Lauren Hill inspires to never give up

Hill plays in her first collegiate game despite being terminally ill. (AP Photo)
Hill plays in her first collegiate game despite being terminally ill. (AP Photo)

It was assumed that the basketball world would center around Cleveland this week, as Lebron James returned to the Cavaliers. But as it turns out, the state of Ohio was home to an even greater basketball memory for the sports world. The country’s attention turned to Cincinnati’s Lauren Hill, an incredibly courageous young woman, whose story reminds us all why we love sports.

Hill is a freshman basketball player at Division III Mount St. Joseph Academy, and like many other young girls, her dream was always to play a college basketball game. But after months of question marks about whether she’d live to see that day, her dream came true on Sunday afternoon on the basketball court at MSJ.

Hill suffers from a rare form of brain cancer called Diffuse Intrinsic Pontine Glioma (DIPG). It is an incurable disease that affects about 100 people in the U.S. every year. It is typically seen in young children and only a small percentage of people live over two years following their diagnosis. DIPG currently has a zero percent survival rate, according to an article on ESPN.go.com.

She was diagnosed with DIPG a month after she committed to play for Mount St. Joseph.  Rather than losing hope, Hill kept fighting to achieve her dream of playing college basketball and has become a spokesperson and an advocate for more research for this rare and deadly disease.

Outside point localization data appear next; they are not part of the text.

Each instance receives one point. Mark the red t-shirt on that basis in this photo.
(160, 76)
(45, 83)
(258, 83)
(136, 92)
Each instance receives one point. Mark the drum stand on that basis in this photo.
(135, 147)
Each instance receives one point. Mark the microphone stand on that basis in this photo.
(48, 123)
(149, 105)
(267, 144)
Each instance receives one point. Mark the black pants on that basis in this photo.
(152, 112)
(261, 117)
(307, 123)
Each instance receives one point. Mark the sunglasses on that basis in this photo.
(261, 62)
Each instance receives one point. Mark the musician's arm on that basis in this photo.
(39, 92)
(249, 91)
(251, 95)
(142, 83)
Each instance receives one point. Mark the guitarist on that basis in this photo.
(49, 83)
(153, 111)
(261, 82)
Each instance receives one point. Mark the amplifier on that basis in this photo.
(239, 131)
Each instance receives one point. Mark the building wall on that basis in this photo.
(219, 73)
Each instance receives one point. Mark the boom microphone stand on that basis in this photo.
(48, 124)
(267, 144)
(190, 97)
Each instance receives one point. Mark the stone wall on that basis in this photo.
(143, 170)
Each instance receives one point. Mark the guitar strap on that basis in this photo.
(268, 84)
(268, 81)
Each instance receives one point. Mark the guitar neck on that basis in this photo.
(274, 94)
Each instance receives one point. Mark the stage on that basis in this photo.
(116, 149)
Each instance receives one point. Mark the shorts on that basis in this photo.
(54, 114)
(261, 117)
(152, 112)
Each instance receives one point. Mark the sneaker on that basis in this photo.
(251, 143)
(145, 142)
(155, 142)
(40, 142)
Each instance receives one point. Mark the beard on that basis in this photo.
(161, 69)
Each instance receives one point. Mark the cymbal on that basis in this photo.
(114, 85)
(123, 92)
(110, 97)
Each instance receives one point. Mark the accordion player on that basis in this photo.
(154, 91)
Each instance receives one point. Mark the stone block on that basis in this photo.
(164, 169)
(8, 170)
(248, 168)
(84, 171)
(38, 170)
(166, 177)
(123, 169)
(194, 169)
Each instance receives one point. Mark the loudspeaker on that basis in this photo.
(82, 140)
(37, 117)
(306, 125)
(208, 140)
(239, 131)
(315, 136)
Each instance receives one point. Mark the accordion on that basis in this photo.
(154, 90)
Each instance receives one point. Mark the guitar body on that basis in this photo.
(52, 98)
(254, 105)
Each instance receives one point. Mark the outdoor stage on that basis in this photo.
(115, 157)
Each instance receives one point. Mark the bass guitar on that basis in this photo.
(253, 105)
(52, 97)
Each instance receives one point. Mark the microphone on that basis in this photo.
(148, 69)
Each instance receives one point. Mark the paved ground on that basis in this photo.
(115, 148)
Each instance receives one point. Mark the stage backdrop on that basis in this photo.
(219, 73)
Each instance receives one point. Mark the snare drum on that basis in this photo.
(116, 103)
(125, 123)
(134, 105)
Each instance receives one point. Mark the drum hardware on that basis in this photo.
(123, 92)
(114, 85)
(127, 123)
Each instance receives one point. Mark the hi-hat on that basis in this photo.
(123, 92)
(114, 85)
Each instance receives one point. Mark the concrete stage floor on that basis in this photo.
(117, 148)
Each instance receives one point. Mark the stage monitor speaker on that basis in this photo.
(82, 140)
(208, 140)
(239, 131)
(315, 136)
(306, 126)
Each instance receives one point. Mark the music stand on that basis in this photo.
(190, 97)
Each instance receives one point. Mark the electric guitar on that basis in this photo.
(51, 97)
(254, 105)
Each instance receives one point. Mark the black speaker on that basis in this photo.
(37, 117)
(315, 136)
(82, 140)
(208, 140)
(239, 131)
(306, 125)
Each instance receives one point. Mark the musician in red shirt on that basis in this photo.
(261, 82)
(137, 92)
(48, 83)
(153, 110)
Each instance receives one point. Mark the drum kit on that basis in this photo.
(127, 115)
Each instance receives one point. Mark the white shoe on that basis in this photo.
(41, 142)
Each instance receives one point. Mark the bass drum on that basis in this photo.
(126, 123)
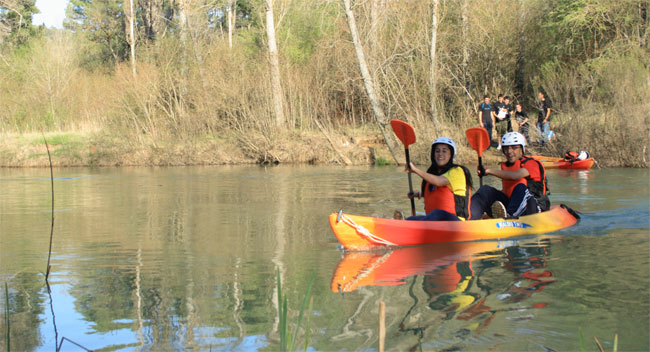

Over the past few weeks, Hill has been a social media phenomenon. The #Layup4Lauren Challenge has become very popular throughout the sports community. The objective of the challenge is to record yourself spinning around five times and making a left-handed layup. If you are unsuccessful, you are supposed to donate $10 to The Cure Starts Now. The idea behind the challenge is to give athletes and fans a perspective about what she deals with playing basketball. Tumors related to DIPG have caused Lauren to have migraines and has weakened the right side of her body, causing her to become more left hand dominant on the basketball court.

The challenge has been undertaken by Lebron James, WNBA legend Becky Hammon, Bengals Quarterback Andy Dalton, the entire Kentucky basketball team, and many others. Along with the challenge, Hill’s story has been inspiring to millions of people, including Seahawks corner Richard Sherman and U.S. women’s soccer legend Mia Hamm. Bengals defensive tackle Devon Still, whose daughter is fighting through cancer, wore the words “Lauren Strong” on his eye black during the Bengals’ game this Sunday.  Her story has also raised tremendous awareness about DIPG.

The Lauren Hill story culminated this past weekend when Mount St. Joseph played Hiram College. This game was originally scheduled for Saturday, Nov. 15 but both coaches agreed to move the game because it was uncertain whether Hill would have the strength to play in the originally scheduled game. Last year, Mount St. Joseph averaged 129 fans a game at home games, but this game had to be moved to Xavier’s Cintas Center, where the stadium’s capacity of over 10,000 seats sold out in less than a day. The game was also shown on various media outlets, most notably via live stream on FOX Sports GO.

All who saw or followed this game were witness to many emotional and exciting moments. Hill scored the first basket of the game on one of her “signature” left handed layups. She also scored the final basket of Mount St. Joseph’s 66-55 victory. At halftime, Hill received the Pat Summit Courage Award, which is usually given out during the women’s final four, but the selection committee unanimously decided to give her the award at this game.

After the game, Hill said in an interview, “Let’s not call this my last game. Let’s call this my first collegiate game.”

Lauren Hill is a truly inspirational athlete. From the time we were little kids, we’ve always been told to play sports with everything we have. We would take it for granted because we just expect that there will be a next game. In Lauren’s case, there very well might not be a next game, or even a next day. We can all learn a lesson from Hill that tomorrow is not guaranteed, so make sure to give your all toward whatever your passion may be.